El grupo alemán Henkell ha adquirido el 100% de Freixenet, culminando ocho años de alianza y poniendo fin a la gestión compartida con la familia Ferrer. La operación, efectiva desde el 2 de marzo, convierte a Henkell en propietario único del gigante catalán del cava.
Fin de la gestión paritaria iniciada en 2018
Desde 2018, ambas compañías compartían el control tras la entrada del grupo alemán en el capital de Freixenet.
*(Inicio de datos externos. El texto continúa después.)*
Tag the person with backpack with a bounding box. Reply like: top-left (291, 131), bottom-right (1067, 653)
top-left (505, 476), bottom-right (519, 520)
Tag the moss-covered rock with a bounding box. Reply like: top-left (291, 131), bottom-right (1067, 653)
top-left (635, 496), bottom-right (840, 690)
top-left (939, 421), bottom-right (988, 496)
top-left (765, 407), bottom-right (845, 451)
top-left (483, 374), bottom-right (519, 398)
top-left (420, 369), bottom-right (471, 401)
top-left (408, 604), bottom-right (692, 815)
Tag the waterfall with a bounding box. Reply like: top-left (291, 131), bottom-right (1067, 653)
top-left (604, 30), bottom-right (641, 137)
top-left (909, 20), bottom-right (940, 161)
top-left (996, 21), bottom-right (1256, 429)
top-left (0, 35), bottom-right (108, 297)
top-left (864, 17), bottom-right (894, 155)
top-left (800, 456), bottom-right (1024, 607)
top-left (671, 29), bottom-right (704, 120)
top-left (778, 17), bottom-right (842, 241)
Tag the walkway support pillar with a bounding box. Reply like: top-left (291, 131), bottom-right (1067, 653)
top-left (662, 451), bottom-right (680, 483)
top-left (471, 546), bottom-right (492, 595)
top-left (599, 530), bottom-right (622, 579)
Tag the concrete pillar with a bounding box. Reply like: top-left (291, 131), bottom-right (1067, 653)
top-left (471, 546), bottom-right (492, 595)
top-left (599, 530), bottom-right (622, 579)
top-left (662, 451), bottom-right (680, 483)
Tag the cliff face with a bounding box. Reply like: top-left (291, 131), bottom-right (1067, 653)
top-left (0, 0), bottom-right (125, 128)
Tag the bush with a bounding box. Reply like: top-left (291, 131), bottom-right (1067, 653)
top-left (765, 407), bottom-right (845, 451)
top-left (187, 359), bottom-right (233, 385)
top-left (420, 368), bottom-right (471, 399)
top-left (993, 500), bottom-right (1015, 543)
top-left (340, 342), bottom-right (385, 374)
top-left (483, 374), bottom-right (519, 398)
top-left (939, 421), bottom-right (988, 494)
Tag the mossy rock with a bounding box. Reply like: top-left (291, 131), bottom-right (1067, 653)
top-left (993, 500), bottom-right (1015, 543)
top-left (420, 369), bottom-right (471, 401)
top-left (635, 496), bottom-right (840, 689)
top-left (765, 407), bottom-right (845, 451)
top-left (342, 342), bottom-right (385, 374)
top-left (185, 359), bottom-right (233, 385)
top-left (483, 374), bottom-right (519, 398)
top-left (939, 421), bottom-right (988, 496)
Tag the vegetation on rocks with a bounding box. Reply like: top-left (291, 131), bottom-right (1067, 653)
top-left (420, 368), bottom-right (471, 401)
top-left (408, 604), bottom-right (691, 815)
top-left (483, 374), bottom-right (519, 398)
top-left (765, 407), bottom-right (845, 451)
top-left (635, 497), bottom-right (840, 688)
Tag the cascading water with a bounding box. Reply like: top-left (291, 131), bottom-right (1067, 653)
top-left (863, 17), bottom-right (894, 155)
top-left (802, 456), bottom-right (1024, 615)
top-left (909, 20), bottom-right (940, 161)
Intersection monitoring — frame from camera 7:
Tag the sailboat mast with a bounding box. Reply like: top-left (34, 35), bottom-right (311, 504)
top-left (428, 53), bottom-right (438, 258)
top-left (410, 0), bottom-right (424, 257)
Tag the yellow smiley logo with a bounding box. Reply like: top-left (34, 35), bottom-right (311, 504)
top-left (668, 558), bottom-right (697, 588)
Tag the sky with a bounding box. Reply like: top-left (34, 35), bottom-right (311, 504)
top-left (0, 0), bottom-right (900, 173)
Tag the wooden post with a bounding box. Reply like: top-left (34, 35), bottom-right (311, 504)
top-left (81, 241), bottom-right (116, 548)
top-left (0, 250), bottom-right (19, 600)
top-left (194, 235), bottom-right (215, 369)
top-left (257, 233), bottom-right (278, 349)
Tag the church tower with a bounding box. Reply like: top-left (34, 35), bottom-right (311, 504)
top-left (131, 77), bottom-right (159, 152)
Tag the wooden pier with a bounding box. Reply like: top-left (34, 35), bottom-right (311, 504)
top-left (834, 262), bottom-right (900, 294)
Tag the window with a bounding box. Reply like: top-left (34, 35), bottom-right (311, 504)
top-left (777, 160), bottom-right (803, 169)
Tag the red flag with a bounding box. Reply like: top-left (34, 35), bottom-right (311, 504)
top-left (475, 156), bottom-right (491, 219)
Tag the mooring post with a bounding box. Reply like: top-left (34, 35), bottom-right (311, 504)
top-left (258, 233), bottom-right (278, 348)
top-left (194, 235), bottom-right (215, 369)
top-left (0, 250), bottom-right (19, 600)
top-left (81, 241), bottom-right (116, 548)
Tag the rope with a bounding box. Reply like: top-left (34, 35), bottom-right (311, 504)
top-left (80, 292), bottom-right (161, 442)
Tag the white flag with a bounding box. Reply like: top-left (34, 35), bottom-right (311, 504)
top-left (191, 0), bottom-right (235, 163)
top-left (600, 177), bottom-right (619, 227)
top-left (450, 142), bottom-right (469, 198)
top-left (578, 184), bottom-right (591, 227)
Ahora, Henkell ha comprado el 50% restante que permanecía en manos de la familia Ferrer y de José Luis Bonet, presidente de honor de la firma.
El consejero delegado de Henkell Freixenet, Andreas Brokemper, y Pedro Ferrer han confirmado que el acuerdo se ha cerrado “de mutuo acuerdo”, aunque no se ha hecho público el importe de la operación.
Impulso internacional: foco en Asia y Sudamérica
Con el control total, Henkell busca reforzar la expansión internacional de la marca, especialmente en Asia y Sudamérica, consolidando su liderazgo en el segmento global de vinos espumosos.
Brokemper ha subrayado que “el nuevo faro del grupo es y será Freixenet”, destacando que la compañía seguirá invirtiendo para fortalecer su presencia internacional sin perder sus raíces en el Penedès, cuna histórica del cava.
La familia Ferrer sigue en el sector
La venta no implica la salida de la familia Ferrer del negocio vitivinícola. Pedro Ferrer pasará a ser presidente de honor y reinvertirá parte de los ingresos en Ferrer Wines, su grupo familiar, que integra bodegas como Vionta, Orube, Cavas Hill, Can Sala, Valdubón o Solar Viejo.
Además, Ferrer Wines mantendrá alianzas comerciales con Freixenet, asegurando la continuidad de la colaboración empresarial.
Una marca centenaria
Fundada en 1914 por Pedro Ferrer Bosch y Dolors Sala Vivé, Freixenet se ha consolidado como el mayor productor de cava en España y uno de los referentes mundiales en vinos espumosos. Con esta operación, Henkell refuerza su posición como líder global en el sector.